How do Delta Airlines’ operating regions compare in terms of revenue versus load factors?
The U.S. commercial airline industry is one of the most diverse, dynamic, and perplexing in the world. The Airline Data Project (ADP) was established by the MIT Global Airline Industry Program to better understand the opportunities, risks, and challenges facing this industry. The data in this specific data set describes the traffic, capacity, and revenue for each operating region within Delta Airlines from 1995 to 2017. This data set was found on the ADP website1.
The U.S. commercial airline industry is one of the most diverse, dynamic, and perplexing in the world
This research question is important to analyze because airlines are very driven around revenue generation. One of the main applications of data science in the airline industry is revenue management2.

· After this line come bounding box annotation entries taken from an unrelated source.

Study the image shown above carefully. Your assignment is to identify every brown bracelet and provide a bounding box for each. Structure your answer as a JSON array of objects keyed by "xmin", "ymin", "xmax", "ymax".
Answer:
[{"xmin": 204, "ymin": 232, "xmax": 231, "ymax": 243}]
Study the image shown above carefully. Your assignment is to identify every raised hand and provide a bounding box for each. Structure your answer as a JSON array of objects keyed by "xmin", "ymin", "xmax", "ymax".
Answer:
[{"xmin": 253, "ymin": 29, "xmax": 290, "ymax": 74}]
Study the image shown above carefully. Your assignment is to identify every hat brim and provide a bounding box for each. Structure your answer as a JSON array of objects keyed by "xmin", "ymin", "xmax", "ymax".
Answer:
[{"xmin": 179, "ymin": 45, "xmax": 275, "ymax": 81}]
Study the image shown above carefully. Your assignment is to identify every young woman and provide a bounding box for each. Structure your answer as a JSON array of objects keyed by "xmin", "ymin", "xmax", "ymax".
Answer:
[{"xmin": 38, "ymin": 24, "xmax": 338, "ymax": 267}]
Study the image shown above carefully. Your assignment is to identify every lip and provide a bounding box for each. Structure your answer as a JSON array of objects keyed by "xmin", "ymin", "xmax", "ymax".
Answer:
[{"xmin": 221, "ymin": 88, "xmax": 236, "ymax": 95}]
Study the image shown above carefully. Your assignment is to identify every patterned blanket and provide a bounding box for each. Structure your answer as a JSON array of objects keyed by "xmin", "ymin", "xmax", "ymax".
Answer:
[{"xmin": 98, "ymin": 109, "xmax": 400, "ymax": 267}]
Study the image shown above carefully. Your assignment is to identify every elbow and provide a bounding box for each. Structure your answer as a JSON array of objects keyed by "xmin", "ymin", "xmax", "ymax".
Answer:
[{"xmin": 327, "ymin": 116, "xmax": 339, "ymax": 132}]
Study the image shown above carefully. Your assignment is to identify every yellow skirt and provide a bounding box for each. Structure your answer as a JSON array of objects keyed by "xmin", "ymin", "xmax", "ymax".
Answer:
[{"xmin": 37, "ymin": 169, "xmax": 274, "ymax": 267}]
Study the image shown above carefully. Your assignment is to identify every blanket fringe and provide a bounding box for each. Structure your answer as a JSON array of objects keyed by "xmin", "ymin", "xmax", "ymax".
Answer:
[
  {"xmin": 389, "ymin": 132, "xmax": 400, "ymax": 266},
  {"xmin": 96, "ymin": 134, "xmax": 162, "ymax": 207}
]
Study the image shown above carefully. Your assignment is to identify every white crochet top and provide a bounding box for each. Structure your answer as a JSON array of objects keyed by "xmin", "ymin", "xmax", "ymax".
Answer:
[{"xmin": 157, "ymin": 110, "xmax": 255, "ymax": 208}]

Revenue management is the application of data and analytics aimed at defining how to sell a product to those who need it, at a reasonable cost at the right time and using the right channel2.
Revenue management specialists, in the context of airlines, define destinations and adjust prices for specific markets, find efficient distribution channels, and manage seats to keep the airline simultaneously competitive and customer-friendly2.
Data scientist Konstantin Vandyshev, who worked at Transavia’s Revenue Management department, stresses that data science disciplines come in handy for achieving revenue management tasks2. He uses data analysis to find:
the demand for certain flight routes (inspiration for looking at revenue), and
the marginal seat revenue (inspiration for looking at load factors)
In this context, load factors will be defined by:
\[\frac{RPM}{ASM} * 100\]
Revenue Passenger Miles (RPM): this figure is the number of an airline’s available seats that were actually sold. For example, if 200 passengers fly 500 miles on a flight, 100,000 RPMs are generated3.
Available Seat Miles (ASM): this figure refers to one aircraft seat flown one mile, whether occupied or not. For example, an aircraft with 100 passenger seats that is flown a distance of 100 miles generates 10,000 ASMs3.
Essentially, the load factor metric answers the question “how full is the airplane with passengers?”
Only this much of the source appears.